Weidely Motors Company
- Industry: Automotive
- Founded: 1914; 112 years ago
- Founder: George Weidely and H.O. Smith
- Headquarters: Indianapolis, IN, United States

= Weidely Motors Company =

Early motor company based in Indianapolis, IN

The Weidely Motors Company was an early automobile company based in Indianapolis, IN. Weidely started in 1915. It made engines for Premier, Chalmers, Cletrac crawlers and Owen Magnetic cars. They also made a V-12 engine for the 1917 Pathfinder and 1920 Heine-Velox, as well as the 1916-1918 Austin, Hal and Kissel cars.

George Weidely and H.O. Smith, started the Premier Motor Manufacturing Company on December 24, 1902. Weidely was an innovative engine designer and created an early overhead valve V-12. Premier went into receivership in 1914 so they took the rights and development of the Premier engine and formed the Weidely Engine Company in partnership with R.M. Owen who was president of the Entz Motor Corporation. Research has not revealed when the company closed but it made engines for Cletrac up to 1932.

When comparing later OHC Chalmers power plants to the T head or L head engines of the pre-World War I period, their specifications cannot be ignored. The Chalmers' two-roller-bearing-crankshaft F-head engine of 1910 had been a surprising performer, with a streamlined intake manifold feeding the cylinders via extremely large intake valves located in the head. The exhaust side valves were in a pocket, leaving a lot of room in the cylinder head for the inlets.
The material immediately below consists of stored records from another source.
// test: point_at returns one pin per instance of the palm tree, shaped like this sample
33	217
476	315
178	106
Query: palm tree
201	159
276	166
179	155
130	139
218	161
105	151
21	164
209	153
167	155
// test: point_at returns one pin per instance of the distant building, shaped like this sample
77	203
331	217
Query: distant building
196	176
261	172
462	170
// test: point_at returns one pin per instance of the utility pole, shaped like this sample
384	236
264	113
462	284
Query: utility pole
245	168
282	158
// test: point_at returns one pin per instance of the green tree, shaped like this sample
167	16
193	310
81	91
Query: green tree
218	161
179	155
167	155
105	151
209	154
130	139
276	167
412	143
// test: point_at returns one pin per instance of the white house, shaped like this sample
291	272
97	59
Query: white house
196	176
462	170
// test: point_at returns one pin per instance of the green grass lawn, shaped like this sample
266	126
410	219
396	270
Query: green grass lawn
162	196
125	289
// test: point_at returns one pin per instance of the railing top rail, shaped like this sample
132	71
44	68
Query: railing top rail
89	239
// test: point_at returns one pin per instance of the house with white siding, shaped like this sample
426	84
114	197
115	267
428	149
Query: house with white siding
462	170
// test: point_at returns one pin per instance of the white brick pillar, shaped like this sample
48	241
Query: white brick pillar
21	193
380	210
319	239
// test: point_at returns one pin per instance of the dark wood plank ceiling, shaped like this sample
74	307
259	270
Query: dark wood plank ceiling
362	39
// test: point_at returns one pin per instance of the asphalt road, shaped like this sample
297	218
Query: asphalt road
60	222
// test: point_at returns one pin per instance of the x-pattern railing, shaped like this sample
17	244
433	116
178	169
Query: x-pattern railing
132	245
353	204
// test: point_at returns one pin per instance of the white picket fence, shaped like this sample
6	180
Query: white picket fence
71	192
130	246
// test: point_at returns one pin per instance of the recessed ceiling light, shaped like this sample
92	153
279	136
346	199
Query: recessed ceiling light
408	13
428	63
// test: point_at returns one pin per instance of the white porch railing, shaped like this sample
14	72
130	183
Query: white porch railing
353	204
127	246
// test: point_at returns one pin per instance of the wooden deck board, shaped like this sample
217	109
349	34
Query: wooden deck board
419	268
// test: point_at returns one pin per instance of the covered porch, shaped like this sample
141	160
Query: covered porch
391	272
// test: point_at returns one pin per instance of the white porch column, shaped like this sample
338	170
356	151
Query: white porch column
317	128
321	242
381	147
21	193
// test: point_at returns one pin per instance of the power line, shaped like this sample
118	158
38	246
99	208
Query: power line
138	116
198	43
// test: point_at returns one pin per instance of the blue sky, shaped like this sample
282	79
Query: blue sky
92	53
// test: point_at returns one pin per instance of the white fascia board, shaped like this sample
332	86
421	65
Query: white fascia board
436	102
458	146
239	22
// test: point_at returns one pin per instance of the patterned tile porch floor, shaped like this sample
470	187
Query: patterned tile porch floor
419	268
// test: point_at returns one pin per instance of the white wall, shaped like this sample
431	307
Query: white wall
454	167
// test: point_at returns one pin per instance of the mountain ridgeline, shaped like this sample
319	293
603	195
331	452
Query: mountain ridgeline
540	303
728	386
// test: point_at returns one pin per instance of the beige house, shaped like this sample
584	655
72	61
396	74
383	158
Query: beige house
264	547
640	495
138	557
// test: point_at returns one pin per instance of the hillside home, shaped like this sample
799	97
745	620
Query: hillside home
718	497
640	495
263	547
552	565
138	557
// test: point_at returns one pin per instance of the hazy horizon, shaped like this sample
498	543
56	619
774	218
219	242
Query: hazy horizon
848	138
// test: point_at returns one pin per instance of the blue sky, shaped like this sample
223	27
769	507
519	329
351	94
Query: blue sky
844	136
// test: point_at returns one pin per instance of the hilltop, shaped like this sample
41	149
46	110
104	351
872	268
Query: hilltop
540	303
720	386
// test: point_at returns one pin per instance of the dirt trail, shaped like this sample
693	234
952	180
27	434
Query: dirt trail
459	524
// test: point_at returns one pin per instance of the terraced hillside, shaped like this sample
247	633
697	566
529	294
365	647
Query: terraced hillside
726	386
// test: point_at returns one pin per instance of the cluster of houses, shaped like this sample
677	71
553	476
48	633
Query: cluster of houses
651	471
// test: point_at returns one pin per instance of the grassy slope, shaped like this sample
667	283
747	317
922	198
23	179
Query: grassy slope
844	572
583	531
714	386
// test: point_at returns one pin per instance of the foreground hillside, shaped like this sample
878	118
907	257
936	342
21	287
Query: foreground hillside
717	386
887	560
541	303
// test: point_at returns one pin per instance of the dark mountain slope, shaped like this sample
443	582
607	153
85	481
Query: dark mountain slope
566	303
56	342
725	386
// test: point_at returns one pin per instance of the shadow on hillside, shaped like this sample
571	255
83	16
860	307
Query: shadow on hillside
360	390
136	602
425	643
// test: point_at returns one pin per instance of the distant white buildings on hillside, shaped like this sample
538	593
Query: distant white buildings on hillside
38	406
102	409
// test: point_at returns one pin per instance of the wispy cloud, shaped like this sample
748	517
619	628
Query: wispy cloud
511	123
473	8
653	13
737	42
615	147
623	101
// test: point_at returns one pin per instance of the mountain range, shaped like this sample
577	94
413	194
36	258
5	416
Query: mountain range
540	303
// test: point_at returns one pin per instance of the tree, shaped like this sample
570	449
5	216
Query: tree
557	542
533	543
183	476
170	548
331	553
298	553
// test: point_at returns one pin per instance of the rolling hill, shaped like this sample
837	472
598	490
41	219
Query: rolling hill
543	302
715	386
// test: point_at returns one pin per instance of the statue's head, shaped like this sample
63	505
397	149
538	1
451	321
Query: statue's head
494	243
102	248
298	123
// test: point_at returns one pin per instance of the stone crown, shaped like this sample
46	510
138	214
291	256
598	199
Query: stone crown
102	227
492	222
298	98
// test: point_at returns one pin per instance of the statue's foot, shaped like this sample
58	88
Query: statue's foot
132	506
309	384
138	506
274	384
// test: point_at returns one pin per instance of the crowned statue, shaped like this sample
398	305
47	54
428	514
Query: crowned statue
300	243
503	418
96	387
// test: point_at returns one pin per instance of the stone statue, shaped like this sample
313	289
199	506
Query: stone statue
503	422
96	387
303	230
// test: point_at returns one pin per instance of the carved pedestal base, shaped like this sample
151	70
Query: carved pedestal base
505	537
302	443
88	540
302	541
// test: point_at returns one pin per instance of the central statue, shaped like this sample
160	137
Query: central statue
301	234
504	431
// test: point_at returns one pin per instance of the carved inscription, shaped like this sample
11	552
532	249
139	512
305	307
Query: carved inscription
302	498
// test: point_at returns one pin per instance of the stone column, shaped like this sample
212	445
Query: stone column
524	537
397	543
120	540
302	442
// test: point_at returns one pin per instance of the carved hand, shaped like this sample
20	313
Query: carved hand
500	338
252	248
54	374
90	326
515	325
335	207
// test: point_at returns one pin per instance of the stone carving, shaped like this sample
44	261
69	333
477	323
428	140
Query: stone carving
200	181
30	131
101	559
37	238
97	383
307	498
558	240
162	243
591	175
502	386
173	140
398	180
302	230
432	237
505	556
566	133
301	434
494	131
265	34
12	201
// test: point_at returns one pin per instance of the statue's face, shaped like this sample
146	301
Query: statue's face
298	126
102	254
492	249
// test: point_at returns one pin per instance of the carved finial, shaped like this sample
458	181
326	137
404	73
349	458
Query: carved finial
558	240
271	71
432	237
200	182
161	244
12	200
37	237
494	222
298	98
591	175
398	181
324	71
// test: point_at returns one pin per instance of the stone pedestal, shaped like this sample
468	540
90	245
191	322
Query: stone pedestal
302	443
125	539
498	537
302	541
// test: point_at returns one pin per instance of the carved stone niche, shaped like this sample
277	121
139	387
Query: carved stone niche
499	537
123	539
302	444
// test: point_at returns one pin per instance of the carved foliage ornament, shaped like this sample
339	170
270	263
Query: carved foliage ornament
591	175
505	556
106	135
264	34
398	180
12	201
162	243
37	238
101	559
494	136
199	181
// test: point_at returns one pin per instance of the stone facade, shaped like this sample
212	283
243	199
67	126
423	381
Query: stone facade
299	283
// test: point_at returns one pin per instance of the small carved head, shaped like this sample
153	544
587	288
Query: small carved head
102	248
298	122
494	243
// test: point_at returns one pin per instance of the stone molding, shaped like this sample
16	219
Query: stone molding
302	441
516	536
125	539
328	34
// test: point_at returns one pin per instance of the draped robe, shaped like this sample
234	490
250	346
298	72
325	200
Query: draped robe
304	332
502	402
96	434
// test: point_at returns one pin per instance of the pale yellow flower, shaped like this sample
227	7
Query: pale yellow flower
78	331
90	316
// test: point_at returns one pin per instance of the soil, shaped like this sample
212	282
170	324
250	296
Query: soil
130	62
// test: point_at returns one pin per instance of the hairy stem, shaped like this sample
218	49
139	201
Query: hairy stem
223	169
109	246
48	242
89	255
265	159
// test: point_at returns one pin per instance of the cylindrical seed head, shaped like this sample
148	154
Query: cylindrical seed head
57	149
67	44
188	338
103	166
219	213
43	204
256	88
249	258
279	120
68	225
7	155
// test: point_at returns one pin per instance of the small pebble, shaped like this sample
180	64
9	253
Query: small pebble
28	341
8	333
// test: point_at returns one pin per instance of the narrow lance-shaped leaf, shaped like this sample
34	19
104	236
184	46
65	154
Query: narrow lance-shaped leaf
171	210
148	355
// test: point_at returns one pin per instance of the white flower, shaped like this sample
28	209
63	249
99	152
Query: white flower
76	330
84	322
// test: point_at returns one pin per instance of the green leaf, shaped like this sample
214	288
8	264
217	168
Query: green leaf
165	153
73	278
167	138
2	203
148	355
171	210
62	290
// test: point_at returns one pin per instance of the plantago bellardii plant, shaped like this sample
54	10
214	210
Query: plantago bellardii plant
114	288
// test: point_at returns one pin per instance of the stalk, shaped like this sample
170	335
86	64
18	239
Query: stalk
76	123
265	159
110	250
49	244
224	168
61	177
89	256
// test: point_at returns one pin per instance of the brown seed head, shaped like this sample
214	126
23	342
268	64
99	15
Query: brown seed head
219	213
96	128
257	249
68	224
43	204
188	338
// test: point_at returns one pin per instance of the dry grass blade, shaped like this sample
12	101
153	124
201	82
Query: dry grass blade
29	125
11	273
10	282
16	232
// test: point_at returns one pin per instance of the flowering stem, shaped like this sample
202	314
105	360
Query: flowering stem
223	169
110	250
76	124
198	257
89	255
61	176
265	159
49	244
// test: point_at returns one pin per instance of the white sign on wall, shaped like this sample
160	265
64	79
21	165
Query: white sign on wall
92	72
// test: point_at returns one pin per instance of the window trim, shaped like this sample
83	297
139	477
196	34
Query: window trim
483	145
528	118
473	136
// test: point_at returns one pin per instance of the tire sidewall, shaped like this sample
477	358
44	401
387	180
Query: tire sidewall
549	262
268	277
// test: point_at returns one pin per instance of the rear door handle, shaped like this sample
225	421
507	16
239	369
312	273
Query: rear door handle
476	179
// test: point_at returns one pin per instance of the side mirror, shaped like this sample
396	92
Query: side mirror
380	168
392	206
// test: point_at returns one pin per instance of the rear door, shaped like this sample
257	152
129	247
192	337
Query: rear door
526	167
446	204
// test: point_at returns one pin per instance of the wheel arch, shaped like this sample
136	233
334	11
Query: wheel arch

In 1915, Chalmers made a great step forward with the incorporation of a full-overhead-camshaft Weidley engine, which pioneered the idea of driving the overhead-camshaft from the middle of the crankshaft instead of from the front or the rear. The model 6-40 had a bore and stroke of 3.125 and 5 inches, respectively, and camshaft rigidity was obtained by using a 2.25-inch diameter. The location of the camshaft drive in the center made it necessary to have four main bearings instead of the usual three. Tubular connecting rods were also used, which was a very advanced idea for its day.

Weidely produced a three main bearing pushrod ohv six that powered the Auburn 6-63 models of 1923 and 1924. Unlike most pushrod designs of the day its valvetrain was fully enclosed.